Thinking about drinking? Read this first
Most people enjoy an occasional happy hour with co-workers and friends. But what if you have lupus?
We asked two members of our Medical-Scientific Advisory Council for their help in developing some guidelines. Here’s what they had to say:
1. Meds don’t mix
“When people with lupus drink, the most important considerations are alcohol-medication interactions, effects on the liver, and increased risk of GI (gastrointestinal tract) bleeding,” says Karen H. Costenbader, MD, MPH, Associate Professor of Medicine at Brigham & Women's Hospital and Harvard University Medical School Section of Rheumatology. She says that people with lupus especially need to be aware of these alcohol-medication interactions:
- First and foremost, mixing alcohol and pain medicines can be fatal. If you’re taking medications to manage your pain, talk to your doctor or pharmacist about any reactions that may result from drinking alcohol.

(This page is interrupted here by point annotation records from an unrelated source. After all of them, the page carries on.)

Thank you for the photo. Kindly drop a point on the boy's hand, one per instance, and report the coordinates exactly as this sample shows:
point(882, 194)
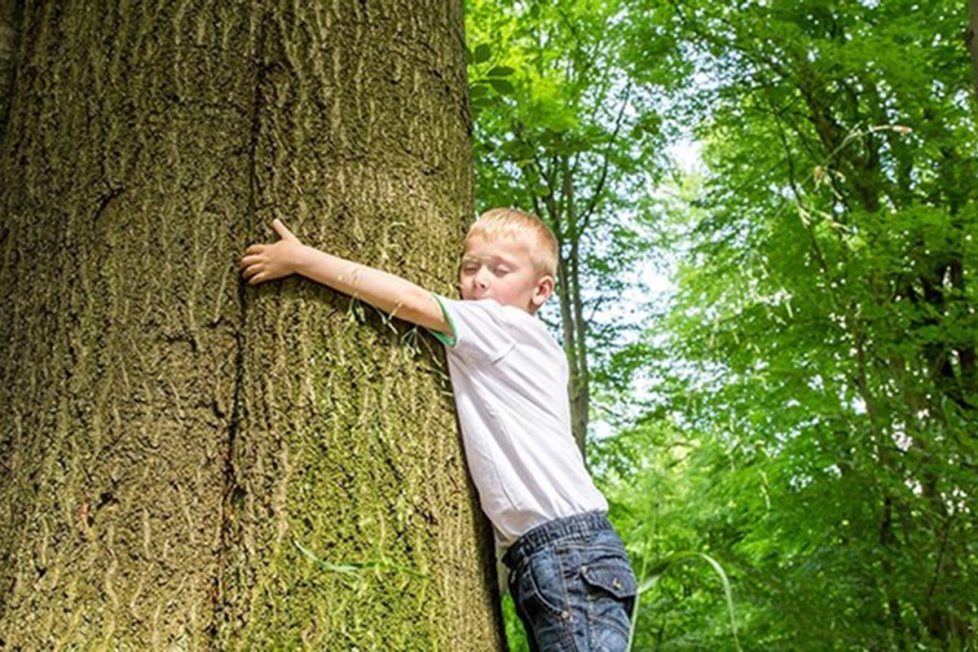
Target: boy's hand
point(268, 262)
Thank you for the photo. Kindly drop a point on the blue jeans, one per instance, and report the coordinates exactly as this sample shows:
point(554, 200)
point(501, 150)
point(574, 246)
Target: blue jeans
point(573, 585)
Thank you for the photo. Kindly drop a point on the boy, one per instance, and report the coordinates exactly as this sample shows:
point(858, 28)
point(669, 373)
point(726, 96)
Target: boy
point(569, 573)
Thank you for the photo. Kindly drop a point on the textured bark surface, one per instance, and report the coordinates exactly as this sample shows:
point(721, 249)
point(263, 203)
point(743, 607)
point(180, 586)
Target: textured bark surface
point(190, 462)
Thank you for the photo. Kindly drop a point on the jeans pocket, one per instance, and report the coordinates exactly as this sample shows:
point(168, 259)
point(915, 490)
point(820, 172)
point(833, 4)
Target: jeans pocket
point(611, 588)
point(540, 586)
point(613, 575)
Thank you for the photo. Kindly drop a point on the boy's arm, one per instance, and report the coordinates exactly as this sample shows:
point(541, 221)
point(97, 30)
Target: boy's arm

- If you are taking methotrexate, leflunomide, mycophenolate mofetil, or other drugs that are metabolized in the liver, you should not drink any alcohol at all, due to increased risk of irreversible cirrhosis (liver scarring and failure).
- Certain drugs may not be as effective if you are drinking alcohol; in particular, anticoagulant medicines such as warfarin (Coumadin®).

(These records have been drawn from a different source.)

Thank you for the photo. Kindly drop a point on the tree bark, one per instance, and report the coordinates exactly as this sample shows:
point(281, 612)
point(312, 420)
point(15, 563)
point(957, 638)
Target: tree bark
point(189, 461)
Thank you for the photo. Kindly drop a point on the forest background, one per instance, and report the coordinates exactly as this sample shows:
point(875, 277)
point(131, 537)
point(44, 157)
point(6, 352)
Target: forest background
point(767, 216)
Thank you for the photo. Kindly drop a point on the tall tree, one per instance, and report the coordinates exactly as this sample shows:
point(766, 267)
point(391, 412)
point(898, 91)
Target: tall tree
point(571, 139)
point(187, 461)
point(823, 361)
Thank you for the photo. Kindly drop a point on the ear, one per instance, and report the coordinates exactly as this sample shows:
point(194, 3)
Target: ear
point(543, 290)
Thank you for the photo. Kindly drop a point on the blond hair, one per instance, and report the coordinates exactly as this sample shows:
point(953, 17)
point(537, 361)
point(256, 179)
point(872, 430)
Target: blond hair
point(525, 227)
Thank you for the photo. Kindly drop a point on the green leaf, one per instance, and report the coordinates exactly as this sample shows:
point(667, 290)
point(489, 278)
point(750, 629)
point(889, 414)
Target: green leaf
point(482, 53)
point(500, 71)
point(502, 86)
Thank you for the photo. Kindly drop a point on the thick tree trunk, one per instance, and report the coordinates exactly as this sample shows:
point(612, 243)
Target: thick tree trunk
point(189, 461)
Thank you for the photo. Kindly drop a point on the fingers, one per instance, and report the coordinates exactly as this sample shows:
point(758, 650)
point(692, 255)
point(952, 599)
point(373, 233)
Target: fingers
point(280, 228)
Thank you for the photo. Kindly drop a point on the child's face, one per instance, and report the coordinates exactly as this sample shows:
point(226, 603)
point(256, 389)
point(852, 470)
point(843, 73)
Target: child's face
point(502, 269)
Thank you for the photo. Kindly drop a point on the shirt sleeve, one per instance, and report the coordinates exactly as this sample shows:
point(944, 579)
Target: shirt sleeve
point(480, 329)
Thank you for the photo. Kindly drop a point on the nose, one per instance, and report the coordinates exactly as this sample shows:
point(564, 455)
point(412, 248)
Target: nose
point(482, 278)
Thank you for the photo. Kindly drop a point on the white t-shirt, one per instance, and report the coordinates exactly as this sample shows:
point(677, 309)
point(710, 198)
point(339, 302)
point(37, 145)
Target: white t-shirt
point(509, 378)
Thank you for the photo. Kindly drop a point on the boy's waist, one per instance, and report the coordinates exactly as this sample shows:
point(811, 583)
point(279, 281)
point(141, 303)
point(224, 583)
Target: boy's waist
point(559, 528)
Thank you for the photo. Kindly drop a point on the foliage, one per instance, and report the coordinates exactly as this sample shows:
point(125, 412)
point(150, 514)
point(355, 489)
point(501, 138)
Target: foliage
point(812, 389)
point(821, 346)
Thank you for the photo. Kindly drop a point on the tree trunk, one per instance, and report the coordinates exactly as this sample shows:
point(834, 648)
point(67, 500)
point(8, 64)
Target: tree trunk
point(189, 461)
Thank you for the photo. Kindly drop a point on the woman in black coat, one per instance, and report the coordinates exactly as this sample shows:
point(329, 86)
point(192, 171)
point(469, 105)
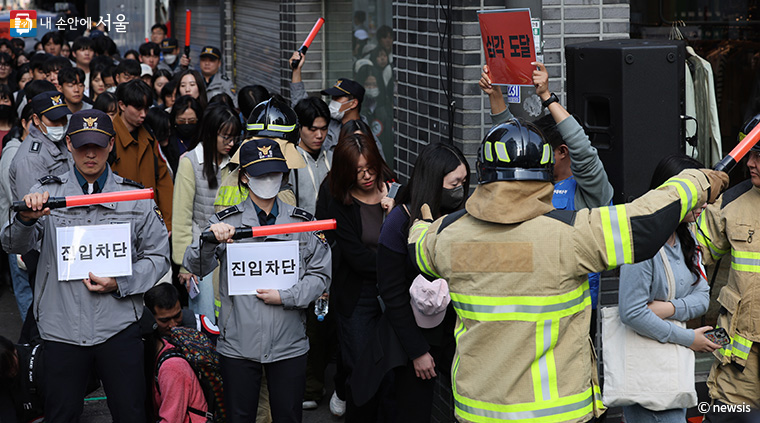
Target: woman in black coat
point(441, 180)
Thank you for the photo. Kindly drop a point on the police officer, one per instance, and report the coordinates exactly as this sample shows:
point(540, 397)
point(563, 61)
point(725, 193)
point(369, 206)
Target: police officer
point(517, 268)
point(275, 120)
point(90, 324)
point(43, 152)
point(216, 83)
point(266, 330)
point(730, 225)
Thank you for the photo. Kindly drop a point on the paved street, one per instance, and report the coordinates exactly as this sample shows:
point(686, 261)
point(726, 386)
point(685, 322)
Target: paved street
point(95, 408)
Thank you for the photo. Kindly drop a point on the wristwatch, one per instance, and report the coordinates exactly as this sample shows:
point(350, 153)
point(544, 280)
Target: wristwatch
point(552, 98)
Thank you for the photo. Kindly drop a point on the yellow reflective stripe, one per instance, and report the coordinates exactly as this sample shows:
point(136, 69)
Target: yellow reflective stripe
point(230, 196)
point(422, 261)
point(617, 238)
point(703, 237)
point(547, 154)
point(521, 308)
point(567, 408)
point(687, 191)
point(488, 152)
point(598, 397)
point(535, 370)
point(281, 128)
point(501, 152)
point(551, 362)
point(745, 261)
point(543, 369)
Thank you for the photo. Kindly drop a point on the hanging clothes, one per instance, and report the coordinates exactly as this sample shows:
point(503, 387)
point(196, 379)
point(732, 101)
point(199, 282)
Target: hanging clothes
point(709, 141)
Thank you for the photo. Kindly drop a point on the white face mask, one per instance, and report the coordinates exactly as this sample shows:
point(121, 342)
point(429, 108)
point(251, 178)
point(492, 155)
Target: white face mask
point(56, 133)
point(265, 186)
point(335, 112)
point(372, 92)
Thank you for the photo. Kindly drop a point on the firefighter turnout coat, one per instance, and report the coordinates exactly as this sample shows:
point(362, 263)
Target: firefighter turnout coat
point(728, 227)
point(517, 273)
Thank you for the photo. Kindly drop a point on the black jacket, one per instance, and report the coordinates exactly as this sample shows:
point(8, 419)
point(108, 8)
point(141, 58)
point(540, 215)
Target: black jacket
point(353, 263)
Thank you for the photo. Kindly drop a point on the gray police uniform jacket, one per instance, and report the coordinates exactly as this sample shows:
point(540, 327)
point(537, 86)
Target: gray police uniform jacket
point(250, 329)
point(37, 156)
point(220, 84)
point(66, 311)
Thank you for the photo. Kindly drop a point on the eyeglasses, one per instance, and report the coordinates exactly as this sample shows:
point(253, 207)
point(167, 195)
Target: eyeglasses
point(229, 139)
point(362, 171)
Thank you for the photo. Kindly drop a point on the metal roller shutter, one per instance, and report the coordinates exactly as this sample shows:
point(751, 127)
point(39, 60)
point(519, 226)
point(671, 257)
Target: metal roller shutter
point(257, 43)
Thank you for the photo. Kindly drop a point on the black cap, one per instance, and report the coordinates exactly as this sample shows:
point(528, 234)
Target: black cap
point(212, 52)
point(346, 87)
point(169, 44)
point(90, 126)
point(261, 156)
point(50, 104)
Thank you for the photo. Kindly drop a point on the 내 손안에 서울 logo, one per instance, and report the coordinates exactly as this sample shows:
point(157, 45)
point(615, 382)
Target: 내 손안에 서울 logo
point(23, 23)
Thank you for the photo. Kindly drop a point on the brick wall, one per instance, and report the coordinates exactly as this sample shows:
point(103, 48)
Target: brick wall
point(421, 116)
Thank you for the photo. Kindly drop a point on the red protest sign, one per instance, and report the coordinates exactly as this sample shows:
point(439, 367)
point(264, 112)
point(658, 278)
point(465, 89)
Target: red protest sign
point(508, 44)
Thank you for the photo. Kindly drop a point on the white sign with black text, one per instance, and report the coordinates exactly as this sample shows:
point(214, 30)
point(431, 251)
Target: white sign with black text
point(261, 265)
point(104, 250)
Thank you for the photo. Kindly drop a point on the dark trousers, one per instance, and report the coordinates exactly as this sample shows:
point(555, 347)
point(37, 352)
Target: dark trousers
point(286, 380)
point(118, 362)
point(323, 345)
point(354, 334)
point(414, 396)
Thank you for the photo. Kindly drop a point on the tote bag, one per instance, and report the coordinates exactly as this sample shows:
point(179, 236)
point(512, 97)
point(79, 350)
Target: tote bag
point(640, 370)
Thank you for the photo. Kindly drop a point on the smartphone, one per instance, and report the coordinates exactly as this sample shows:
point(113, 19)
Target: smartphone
point(718, 336)
point(194, 290)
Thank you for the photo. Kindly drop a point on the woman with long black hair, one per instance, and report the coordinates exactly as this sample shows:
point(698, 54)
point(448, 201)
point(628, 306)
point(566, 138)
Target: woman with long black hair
point(440, 179)
point(195, 186)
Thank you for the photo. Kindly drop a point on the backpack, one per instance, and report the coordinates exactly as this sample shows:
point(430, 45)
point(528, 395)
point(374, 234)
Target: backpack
point(201, 354)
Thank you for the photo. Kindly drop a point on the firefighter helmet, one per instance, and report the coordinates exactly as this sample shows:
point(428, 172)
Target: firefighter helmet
point(273, 118)
point(515, 151)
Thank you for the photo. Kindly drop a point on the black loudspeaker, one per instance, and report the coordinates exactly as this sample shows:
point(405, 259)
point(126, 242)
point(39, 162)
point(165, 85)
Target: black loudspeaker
point(629, 95)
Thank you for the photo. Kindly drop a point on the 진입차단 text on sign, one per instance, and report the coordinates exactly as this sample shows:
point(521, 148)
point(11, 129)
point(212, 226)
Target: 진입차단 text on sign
point(508, 45)
point(104, 250)
point(261, 265)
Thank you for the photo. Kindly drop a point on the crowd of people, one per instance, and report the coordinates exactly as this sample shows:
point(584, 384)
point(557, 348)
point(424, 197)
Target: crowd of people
point(491, 294)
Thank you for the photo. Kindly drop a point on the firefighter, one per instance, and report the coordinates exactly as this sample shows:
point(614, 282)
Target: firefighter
point(728, 226)
point(517, 269)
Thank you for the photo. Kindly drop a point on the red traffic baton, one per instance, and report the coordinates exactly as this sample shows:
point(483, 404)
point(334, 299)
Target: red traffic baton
point(306, 44)
point(741, 149)
point(188, 18)
point(284, 228)
point(89, 200)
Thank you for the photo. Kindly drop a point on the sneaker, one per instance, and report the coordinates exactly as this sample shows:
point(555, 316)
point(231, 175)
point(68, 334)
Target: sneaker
point(309, 405)
point(337, 405)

- Prednisone and non-steroidal anti-inflammatory drugs (NSAIDs), such as aspirin, ibuprofen (Motrin®), naproxen (Naprosyn®), and celecoxib (Celebrex®) increase risk of GI bleeding, and so does alcohol, so drinking adds increased risk.
2. Know when to say, “No, thanks.”
“Unfortunately, lupus affects very young women,” says Eliza F. Chakravarty, MD, MS, Arthritis and Clinical Immunology Associate Member, Oklahoma Medical Research Foundation in Oklahoma City, “so I have a lot of very young women patients who say, ‘I don’t go out with my friends because they always pressure me to drink alcohol and I just don’t feel good.’ I tell them, ‘Hey, make me the bad guy. Tell your friends, ‘My doctor says I need to get 10 hours of sleep so I can’t stay out past 10 p.m.’, or ‘my doctor says I can’t drink because of my disease,’ or ‘I can’t drink because of my medicine.’”
3. Offer other options
Chakravarty suggests to her patients that they follow that up with an invitation of their own. “Tell your friends, “I’d still like to go and hang out with you for a while—let’s have lunch or get coffee and catch up,’ or, ‘Hey, can you guys just come over to my house and watch a movie?’ That way, you’re staying engaged socially, but you’re not faced with activities that you physically are just not up to.”
4. Make mine a mocktail!
And remember: You don’t have to drink to stay social: you can always enjoy a nonalcoholic “mocktail” in a fancy glass. Add a twist, a little paper umbrella, and a few good stories, and see if you aren’t the life of the party! There are plenty of great mocktail recipes online, check out our favorites at AllRecipes.com.